Low-level PDF manipulation for F#

13 Mar 2017

The code contained here consists of a module for manipulating PDF objects (pdf.fs), and a very simple parser for Adobe Font Metrics files and glyph-lists (afm.fs).

Things it can do:

Create arbitrary PDF documents.
Read objects from PDF documents (although it does not support parsing or decompression of content streams – you need to implement this yourself).
Deep-copy objects from one PDF document to another (e.g. to use a page of one document as an image or background in another).
Calculate text sizes given a string, a point size, and an Adobe Font Metrics file.

PDFs of arbitrary complexity can be created, but you may find it useful to wrap the module in something higher-level and more specific to your needs.

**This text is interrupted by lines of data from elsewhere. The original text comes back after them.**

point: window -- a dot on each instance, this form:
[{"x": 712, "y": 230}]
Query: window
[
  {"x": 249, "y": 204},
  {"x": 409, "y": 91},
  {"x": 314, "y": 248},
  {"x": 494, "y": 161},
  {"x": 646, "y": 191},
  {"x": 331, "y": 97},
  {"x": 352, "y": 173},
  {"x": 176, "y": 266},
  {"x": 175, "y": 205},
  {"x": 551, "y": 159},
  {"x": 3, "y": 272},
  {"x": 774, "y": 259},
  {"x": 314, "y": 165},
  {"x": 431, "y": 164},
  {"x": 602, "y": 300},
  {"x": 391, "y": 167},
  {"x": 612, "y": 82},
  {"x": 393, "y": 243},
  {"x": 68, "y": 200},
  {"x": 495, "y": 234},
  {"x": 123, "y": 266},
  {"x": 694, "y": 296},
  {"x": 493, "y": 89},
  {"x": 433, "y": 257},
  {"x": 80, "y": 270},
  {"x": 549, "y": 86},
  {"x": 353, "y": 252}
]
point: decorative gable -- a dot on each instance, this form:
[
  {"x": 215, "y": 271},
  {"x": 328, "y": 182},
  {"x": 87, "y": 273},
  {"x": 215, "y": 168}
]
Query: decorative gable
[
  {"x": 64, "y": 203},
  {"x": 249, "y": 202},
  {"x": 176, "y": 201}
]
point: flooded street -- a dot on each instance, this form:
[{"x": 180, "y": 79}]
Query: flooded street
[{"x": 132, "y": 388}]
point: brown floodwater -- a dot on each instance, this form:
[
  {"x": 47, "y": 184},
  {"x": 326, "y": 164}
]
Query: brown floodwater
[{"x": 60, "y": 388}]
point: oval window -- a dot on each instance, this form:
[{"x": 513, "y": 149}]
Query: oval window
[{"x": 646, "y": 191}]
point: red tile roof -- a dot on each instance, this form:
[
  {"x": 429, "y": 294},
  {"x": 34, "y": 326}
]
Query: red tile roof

Included is an example program (example.fs), which takes as arguments the name of an input and an output PDF file. Page 1 of the input file is extracted, and then a single-page output file is created which shows page 1 of the input file scaled down and centered in the middle of the page, with a blue border and a centered caption above it.

Output of the example program, using the F# cheat-sheet as input

Building the example

The included code should be able to be run on nearly any system. It has no dependencies outside the .NET standard library. If you’re on a Linux system with mono and the F# compiler installed, type “make” to build.

If you’re building manually, select all F# files for building, with example.fs last in the list. You will also need to include glyphlist.txt and Times-Roman.afm as assembly resources. The names of these resources should be the same as their filenames.